Generic naming breaks discovery.
Example: The Hidden Database
# Your MCP configuration
mcp-servers:
- db-1
- db-2
- api-conn
- cache
User request: “Connect to the production database”
LLM search: Looks for “production database”
Result: ❌ Failure. The LLM cannot determine which resource is the production database. Is it db-1 or db-2? It must either:
- Ask the user for clarification (breaking flow)
- Read documentation (slower, error-prone)
- Guess (dangerous)
The Cost of Poor Naming
Measured impacts:
- 50% retrieval failure rate with generic names
- 3-5 clarification questions per task
- 40% slower task completion
- Higher error rates from misidentified resources
Root cause: Names don’t match natural language queries.
The Solution: Semantic Naming
Core principle: Name resources the way humans think about them.
Instead of:
db-1 # What is this?
Use:
supabase-prod-database # Crystal clear
Semantic Naming Principles
- Self-Documenting: Name explains what it is and where it belongs
- Search-Optimized: Uses terms matching natural language queries
- Hierarchical: Includes context (environment, domain, purpose)
- Consistent: Follows patterns across all resources
Why This Works
Natural language alignment: When users say “production database,” the LLM searches for those exact terms and finds supabase-prod-database.
Query → Match mapping:
User Query → Semantic Match
"production database" → supabase-prod-database
"staging database" → supabase-staging-database
"deploy to production" → cloud-run-deploy-prod
"check environment variables" → environment-variables-staging
Implementation
Pattern 1: MCP Server Naming
Template: {service}-{environment}-{resource-type}
Before (generic, unclear):
mcp-servers:
- mcp-server-1
- db-connection
- data-source
- api-1
After (semantic, searchable):
mcp-servers:
- supabase-prod-database # "production database"
- supabase-staging-database # "staging database"
- linear-projects-api # "linear projects"
- github-repositories-mcp # "github repositories"
- cloud-run-deployment-status # "deployment status"
Impact: LLM can now match natural queries to resources without documentation.
Pattern 2: File Naming
Template: {domain}-{purpose}-{type}.ts
Before (vague, generic):
config.ts
utils.ts
data.ts
helper.ts
handler.ts
After (semantic, discoverable):
user-authentication-config.ts # "authentication config"
password-validation-utils.ts # "password validation"
user-profile-schema.ts # "user profile schema"
email-sending-helper.ts # "email sending helper"
payment-webhook-handler.ts # "payment webhook"
Benefit: grep and semantic search both succeed.
Pattern 3: Function Naming
Template: {action}{Object}({parameters})
Before (unclear intent):
function get(id) { /* ... */ }
function process(data) { /* ... */ }
function handle(req) { /* ... */ }
After (semantic, descriptive):
function getUserById(userId: string) { /* ... */ } // "get user by id"

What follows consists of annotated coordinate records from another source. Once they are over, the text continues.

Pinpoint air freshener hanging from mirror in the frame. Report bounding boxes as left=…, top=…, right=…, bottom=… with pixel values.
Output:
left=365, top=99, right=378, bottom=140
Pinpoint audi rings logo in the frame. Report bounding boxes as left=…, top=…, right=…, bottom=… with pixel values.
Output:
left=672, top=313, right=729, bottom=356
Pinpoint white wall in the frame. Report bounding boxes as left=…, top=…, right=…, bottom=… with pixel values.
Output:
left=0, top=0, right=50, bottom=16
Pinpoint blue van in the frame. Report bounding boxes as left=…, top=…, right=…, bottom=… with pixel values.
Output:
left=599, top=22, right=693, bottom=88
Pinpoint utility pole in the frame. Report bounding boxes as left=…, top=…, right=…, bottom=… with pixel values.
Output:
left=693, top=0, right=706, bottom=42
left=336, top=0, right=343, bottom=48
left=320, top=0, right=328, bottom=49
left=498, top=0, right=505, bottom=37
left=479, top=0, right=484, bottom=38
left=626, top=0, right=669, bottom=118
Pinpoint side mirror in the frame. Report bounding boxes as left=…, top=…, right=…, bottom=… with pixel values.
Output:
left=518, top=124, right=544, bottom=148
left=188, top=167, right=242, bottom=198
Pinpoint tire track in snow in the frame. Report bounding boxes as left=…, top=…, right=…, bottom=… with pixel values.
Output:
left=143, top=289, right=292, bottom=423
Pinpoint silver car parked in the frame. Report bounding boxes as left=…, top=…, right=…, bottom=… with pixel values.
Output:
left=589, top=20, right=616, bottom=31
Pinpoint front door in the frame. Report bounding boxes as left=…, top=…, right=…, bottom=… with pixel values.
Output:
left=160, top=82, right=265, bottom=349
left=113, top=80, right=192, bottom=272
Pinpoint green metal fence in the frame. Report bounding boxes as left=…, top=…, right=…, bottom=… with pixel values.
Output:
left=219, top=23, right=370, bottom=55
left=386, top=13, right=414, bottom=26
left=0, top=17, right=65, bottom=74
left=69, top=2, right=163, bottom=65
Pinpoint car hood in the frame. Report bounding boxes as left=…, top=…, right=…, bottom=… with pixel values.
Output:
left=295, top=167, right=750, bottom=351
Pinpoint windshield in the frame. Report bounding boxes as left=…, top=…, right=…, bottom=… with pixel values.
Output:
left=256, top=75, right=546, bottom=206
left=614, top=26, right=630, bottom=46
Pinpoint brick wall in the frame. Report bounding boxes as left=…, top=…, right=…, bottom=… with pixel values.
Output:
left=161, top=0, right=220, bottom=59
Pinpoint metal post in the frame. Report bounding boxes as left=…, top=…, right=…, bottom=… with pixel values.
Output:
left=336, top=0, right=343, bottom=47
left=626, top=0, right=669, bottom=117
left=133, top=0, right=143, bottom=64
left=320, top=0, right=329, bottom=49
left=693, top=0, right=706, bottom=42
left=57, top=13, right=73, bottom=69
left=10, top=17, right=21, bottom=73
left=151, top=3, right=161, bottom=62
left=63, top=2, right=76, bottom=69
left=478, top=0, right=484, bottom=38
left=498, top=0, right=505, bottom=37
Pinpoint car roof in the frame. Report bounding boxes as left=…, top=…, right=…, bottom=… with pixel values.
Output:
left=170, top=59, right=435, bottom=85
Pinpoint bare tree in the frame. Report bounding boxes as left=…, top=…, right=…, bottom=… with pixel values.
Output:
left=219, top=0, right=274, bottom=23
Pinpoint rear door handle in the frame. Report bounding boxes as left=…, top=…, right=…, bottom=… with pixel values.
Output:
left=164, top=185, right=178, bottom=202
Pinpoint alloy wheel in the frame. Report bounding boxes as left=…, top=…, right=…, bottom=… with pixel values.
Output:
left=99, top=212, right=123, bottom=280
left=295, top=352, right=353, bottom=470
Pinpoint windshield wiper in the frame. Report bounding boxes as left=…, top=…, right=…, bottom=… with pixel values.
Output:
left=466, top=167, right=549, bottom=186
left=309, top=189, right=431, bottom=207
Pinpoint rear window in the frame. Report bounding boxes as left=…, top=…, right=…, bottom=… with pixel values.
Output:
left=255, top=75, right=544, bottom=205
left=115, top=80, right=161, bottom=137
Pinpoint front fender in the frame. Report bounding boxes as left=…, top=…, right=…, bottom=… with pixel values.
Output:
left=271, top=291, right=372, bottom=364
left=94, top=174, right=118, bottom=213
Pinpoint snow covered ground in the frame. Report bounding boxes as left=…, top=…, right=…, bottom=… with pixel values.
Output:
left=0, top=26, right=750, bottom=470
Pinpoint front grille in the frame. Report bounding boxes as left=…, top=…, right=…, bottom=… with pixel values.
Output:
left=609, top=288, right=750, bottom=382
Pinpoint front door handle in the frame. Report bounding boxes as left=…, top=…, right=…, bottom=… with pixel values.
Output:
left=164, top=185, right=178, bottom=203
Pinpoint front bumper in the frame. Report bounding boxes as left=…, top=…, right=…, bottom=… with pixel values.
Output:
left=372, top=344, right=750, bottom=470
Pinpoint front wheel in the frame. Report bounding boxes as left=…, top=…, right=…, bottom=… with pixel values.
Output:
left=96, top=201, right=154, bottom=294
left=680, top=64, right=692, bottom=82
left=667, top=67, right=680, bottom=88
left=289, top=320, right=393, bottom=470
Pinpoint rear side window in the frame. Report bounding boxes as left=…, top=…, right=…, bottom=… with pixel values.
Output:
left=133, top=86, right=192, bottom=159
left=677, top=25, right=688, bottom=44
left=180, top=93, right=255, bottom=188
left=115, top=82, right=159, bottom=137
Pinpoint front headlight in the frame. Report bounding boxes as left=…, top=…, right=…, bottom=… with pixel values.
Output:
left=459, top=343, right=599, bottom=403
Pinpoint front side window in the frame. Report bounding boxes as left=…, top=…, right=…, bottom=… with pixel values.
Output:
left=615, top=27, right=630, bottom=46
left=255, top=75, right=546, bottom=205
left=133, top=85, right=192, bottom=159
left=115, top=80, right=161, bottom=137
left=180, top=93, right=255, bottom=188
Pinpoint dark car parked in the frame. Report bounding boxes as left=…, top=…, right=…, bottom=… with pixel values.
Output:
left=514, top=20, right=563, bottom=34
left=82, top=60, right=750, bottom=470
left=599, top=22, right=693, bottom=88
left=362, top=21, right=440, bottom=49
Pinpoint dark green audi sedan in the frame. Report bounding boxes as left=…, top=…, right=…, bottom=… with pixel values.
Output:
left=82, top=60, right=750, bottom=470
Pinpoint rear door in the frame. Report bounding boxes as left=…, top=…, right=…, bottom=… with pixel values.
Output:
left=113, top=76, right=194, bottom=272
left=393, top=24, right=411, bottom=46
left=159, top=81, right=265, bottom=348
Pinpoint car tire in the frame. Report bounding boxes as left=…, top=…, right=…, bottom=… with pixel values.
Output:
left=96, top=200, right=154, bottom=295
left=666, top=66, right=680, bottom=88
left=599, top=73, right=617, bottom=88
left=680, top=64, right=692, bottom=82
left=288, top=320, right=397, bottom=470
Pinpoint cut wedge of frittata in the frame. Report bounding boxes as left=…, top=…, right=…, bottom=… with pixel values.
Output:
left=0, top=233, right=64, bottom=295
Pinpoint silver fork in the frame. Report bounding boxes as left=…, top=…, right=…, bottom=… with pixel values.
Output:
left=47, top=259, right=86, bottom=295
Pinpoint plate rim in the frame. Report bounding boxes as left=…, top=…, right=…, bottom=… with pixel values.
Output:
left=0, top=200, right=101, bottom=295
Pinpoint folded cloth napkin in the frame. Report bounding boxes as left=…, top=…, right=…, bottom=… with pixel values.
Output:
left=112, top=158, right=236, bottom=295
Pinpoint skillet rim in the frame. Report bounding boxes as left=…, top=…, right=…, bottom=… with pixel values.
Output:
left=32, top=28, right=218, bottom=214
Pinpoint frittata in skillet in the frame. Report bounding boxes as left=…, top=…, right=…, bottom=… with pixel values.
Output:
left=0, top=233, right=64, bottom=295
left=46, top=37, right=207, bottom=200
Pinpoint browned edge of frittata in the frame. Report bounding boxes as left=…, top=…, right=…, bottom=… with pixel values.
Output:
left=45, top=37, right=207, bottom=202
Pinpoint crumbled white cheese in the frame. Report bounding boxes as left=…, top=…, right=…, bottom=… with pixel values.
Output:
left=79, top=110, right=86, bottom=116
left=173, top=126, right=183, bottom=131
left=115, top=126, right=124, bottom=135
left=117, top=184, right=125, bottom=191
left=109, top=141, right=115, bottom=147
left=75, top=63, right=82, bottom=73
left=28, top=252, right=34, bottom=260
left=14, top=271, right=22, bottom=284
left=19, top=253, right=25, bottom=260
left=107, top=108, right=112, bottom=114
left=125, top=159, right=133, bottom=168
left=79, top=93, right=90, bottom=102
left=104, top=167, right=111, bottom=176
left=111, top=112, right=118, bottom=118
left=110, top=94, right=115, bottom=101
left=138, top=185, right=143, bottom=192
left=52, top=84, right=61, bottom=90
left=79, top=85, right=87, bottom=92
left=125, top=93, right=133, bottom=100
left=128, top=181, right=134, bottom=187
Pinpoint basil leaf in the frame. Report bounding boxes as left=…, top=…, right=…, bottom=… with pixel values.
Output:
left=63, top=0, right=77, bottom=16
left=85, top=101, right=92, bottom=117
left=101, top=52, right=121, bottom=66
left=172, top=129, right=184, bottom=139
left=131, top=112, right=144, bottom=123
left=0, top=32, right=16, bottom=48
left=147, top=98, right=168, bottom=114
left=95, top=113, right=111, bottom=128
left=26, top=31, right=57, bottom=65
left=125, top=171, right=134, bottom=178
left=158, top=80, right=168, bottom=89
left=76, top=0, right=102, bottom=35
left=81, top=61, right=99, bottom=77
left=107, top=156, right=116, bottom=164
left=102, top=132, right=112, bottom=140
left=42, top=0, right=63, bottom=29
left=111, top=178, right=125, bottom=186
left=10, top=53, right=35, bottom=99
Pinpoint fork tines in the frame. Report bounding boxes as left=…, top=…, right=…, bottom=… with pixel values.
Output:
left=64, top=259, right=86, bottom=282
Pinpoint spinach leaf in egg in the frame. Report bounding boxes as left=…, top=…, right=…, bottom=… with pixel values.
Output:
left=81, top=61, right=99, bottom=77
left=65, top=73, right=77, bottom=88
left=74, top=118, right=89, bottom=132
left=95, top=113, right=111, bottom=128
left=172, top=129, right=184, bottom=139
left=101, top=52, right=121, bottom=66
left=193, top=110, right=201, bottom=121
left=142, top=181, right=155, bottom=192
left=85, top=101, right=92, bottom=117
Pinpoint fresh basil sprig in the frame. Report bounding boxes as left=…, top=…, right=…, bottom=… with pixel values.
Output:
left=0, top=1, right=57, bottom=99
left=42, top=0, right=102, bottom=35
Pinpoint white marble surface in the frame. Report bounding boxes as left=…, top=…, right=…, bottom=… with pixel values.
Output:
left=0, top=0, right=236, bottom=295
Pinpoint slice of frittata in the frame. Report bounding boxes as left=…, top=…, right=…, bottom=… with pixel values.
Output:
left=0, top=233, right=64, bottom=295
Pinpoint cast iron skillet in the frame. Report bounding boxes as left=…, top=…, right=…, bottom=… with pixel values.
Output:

function validateAndSanitizeUserInput(input: unknown) { } // "validate user input"
function handleStripePaymentWebhook(request: Request) { } // "stripe payment webhook"
Query mapping:
"get user" → getUserById
"validate input" → validateAndSanitizeUserInput
"stripe webhook" → handleStripePaymentWebhook
Pattern 4: Variable Naming
Template: {SERVICE}_{ENVIRONMENT}_{PROPERTY} (env vars)
Template: {descriptor}{Type} (code)
Before (cryptic):
# Environment variables
DB_HOST_1
API_KEY
TOKEN
LIMIT
// Code variables
const db = connect();
const data = process();
const result = transform();
After (semantic):
# Environment variables
SUPABASE_PROD_HOST
STRIPE_API_SECRET_KEY
JWT_AUTH_TOKEN
API_RATE_LIMIT_PER_SECOND
// Code variables
const prodDatabase = connectSupabaseDatabase("production");
const sanitizedUserData = validateAndSanitizeUserInput(input);
const supabaseFormattedUser = convertUserObjectToSupabaseSchema(user);
Why it matters:
LIMIT→ What limit? Rate? Size? Unclear.API_RATE_LIMIT_PER_SECOND→ Crystal clear.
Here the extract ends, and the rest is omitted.